Quatre signes servent à montrer que la Famille a un rang capital. La Famille est en effet Signe de poussée, de totalité, de grandeur de Sens, de durée à jamais des Racines de Bien. Chez les Auditeurs, les Racines de bien n’ont pas une pareille poussée ; elles ne sont pas non plus totales, puisqu’il y manque les Forces[1], les Assurances[2], etc. ; elles n’y ont pas la grandeur de Sens, puisque le sens d’autrui y manque ; enfin elles n’y durent pas à jamais, puisqu’elles cessent définitivement au Nirvâṇa Sans-reste-Matériel[3].

  1. Bala. Symétriquement aux dix bala des Boudhas (cf. inf. XX, 51), le Mahâyâna attribue aux Bodhisattvas dix forces, à savoir (M. Vy., § 26) : âçayabala « force de tendance » ; — adhyâcaya b° « force d’archi-tendance » ; — prayogab° « force d’emploi » ; — prajñâb° « force de sapience » ; — pranidhânab° « force de vœu » ; — yânab° « force de véhicule » ; caryâb° « force de conduite » ; — vikurvaṇab° « force de transformation » ; — bodhib° « force d’illumination » ; — dharmacakrapravartanab° « force de mise en branle de la roue de la Loi ».
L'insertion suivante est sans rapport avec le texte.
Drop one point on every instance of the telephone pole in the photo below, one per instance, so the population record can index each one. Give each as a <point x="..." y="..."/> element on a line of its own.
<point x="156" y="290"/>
  2. Vaiçâradya. En tibétain mi’jigs-pa « sans peur ». En chinois wou wei, « sans crainte ». Les Bouddhas ont quatre vaiçâradya (v. inf. XX, 52). Le Mahâyâna attribue en outre quatre vaiçâradya aux Bodhisattvas. La M. Vy. (§ 28) en donne une liste fort obscure ; je préfère en emprunter une autre au Dictionnaire numérique chinois, chap. 19 : « Pouvoir retenir. Les Bodhisattvas, en entendant tous les dharma, peuvent constamment les retenir, parce que leur mémoire n’a pas de défaillance, et par suite ils peuvent exposer le dharma dans les assemblées sans éprouver aucune crainte. — Connaître les organes. Les Bodhisattvas connaissent les organes de toutes les créatures, tranchants ou émoussés, et ce qui leur convient en fait d’exposé du dharma, et par suite ils peuvent exposer le dharma dans les assemblées sans éprouver aucune crainte. — Trancher les difficultés, c’est-à-dire trancher et résoudre les difficultés de toutes les créatures. Toutes les questions difficiles qui peuvent se produire, les Bouddhas savent les résoudre selon le dharma et y répondre ; par suite ils peuvent exposer le dharma dans les assemblées sans éprouver aucune crainte. — Répondre, c’est-à-dire répondre aux questions posées en termes correspondants. Toutes les créatures sont libres de leur poser des questions difficiles ; les Bodhisattvas peuvent toujours y répondre selon l’intention, conformément au dharma ; par suite ils peuvent exposer le dharma dans les assemblées sans éprouver aucune crainte. »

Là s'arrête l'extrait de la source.